Authorities at the local and state levels have been singling out synagogues and other Jewish institutions, many of which were forced to shut their doors just in time for the Jewish high holidays.
Local activists say they’re being discriminated against, and a press conference earlier this month in which Governor Andrew Cuomo singled out the Orthodox Jewish community only added fuel to the fire. They say that other communities are noting even higher infection rates, and even more upsettingly, elected officials seem to have no problem with mass gatherings for Black Lives Matters protests.
At least five synagogues have recently been hit with $15,000 fines for having more than 10 people inside, which is considered a violation of pandemic-related health code restrictions. Protests have been held in places like Borough Park, Brooklyn, where thousands gathered to protest restrictions that they believe are targeting their freedom of religion.
Some people living in these communities are complaining about the high volume of journalists that have descended upon their streets with cameras, many of them hoping to catch someone walking around without a mask.
Yeshivah World News said it had “reached a level of disgust” before asking: “Where was this crowd of reporters when a massive mask-less crowd gathered in Manhattan on Saturday to celebrate the memory of Breonna Taylor?”

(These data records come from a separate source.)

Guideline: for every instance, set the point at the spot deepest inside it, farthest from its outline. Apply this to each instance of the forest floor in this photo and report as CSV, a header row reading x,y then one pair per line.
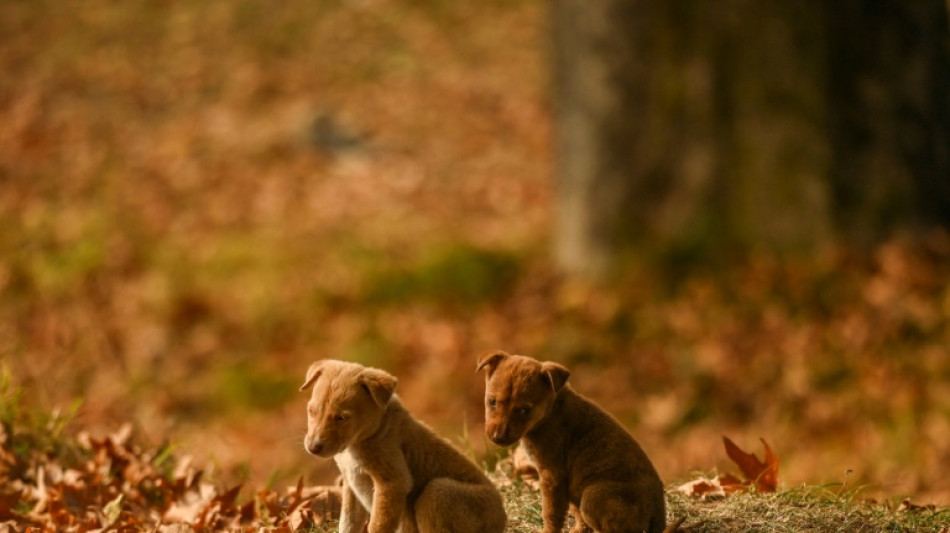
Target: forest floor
x,y
199,199
52,479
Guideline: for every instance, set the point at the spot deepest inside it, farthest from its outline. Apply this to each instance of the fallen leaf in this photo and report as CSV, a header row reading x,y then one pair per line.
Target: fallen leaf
x,y
763,474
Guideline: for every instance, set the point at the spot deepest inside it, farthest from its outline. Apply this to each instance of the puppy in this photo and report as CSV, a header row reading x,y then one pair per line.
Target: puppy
x,y
397,474
586,460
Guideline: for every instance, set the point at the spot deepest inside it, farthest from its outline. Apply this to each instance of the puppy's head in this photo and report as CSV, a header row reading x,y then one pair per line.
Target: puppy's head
x,y
346,405
519,393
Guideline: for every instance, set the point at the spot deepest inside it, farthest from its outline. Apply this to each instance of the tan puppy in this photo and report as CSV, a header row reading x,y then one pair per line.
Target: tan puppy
x,y
586,460
397,474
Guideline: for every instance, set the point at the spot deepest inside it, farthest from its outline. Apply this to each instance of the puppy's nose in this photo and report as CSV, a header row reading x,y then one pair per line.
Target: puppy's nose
x,y
499,436
314,446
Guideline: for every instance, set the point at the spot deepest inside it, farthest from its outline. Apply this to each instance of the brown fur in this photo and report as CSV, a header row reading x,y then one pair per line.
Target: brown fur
x,y
398,475
588,463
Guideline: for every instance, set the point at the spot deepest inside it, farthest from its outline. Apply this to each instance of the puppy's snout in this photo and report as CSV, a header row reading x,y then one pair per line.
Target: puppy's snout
x,y
314,446
499,435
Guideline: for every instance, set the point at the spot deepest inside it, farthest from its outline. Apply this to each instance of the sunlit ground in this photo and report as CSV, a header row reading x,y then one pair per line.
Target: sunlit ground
x,y
198,199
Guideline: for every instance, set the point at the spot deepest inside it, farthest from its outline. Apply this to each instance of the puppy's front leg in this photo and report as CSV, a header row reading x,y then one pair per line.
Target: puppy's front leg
x,y
554,501
353,516
389,500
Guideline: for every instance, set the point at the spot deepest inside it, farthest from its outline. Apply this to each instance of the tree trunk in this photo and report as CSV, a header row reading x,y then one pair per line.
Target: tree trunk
x,y
754,124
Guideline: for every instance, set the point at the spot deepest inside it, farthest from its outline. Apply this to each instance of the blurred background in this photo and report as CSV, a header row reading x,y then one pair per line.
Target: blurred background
x,y
725,218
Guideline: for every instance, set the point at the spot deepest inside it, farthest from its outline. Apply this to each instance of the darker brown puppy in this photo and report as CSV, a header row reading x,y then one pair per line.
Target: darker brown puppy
x,y
587,461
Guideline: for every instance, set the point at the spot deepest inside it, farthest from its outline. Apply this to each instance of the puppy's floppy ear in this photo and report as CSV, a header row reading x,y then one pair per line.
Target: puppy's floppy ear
x,y
491,360
379,384
312,374
556,374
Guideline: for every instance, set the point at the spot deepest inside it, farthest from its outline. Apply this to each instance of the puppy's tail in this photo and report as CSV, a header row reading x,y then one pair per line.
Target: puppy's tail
x,y
674,527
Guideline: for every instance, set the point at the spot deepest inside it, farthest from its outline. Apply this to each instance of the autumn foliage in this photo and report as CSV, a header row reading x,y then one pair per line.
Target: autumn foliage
x,y
110,484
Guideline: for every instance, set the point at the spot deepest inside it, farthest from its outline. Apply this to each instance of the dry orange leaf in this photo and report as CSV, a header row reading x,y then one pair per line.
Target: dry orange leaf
x,y
763,474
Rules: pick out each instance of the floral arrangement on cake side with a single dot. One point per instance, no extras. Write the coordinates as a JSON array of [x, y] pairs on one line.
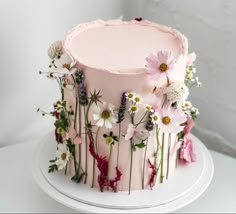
[[175, 115]]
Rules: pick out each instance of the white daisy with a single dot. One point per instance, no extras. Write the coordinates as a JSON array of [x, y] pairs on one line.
[[105, 116], [63, 155], [155, 117], [133, 109], [177, 91], [130, 96], [64, 66], [186, 105], [148, 108], [55, 50]]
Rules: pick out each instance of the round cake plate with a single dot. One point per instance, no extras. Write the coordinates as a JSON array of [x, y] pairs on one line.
[[184, 186]]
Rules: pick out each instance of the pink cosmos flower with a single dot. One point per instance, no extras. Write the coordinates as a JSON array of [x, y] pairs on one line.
[[74, 136], [186, 153], [64, 66], [171, 120], [159, 65], [191, 58], [138, 134], [188, 126]]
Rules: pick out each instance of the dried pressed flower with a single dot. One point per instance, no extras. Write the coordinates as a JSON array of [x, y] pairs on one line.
[[122, 109], [83, 99]]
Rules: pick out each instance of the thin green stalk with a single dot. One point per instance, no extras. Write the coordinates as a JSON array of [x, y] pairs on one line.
[[109, 160], [86, 152], [158, 145], [131, 164], [118, 144], [141, 120], [168, 156], [66, 168], [177, 158], [96, 140], [144, 163], [162, 158]]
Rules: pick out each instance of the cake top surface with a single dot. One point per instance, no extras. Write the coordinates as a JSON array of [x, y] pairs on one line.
[[120, 46]]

Human rights attorney Brooke Goldstein tweeted: “I’m waiting for @NYGovCuomo to issue a statement saying Black Lives Matter gatherings are violating COVID regulations and he’s sending the police in…wait no, that type of language is reserved for Jews only.”
Fed up with the reporters’ behavior, some have taken to disrupting media broadcasts by honking car horns repeatedly.
Yesterday, New York City Mayor Bill de Blasio apologized to ultra-Orthodox Jewish leaders in Queens and Brooklyn for not clearly explaining the regulations surrounding coronavirus to the community, which is now under a second lockdown on account of climbing infections.
At the city hall press briefing, de Blasio said: “I certainly got very frustrated at times when I saw large groups of people still out without masks, but I think more dialogue would have been better so I certainly want to express my regret that I didn’t figure out how to do that better.”
He met with community leaders this week to try to repair the relationship, and the parties agreed that better communication and more dialogue are needed moving forward. He also apologized for a controversial tweet in April in which he criticized a big funeral in Brooklyn’s Williamsburg neighborhood for a rabbi who had succumbed to coronavirus despite the fact that organizers got his approval for the gathering.
However, de Blasio hasn’t been in touch with all the leaders who want to discuss current issues with him. Brooklyn Democratic Councilman Chaim Deutsch told the New York Post that he can’t get the mayor to call him back. Deutsch represents three of the zip codes that are part of the current lockdown.
De Blasio also admitted during the briefing that some residents are skeptical of testing procedures, either because they don’t trust the government will record the results accurately or they do not believe the science behind it.
There may be spikes in coronavirus cases in many of their communities, but how could Orthodox Jews not feel singled out when mass gatherings in Central Park and Black Lives Matter events are not considered “super spreader events,” but their synagogue services on Jewish holidays are? Having the media there following them around with cameras is only making matters worse.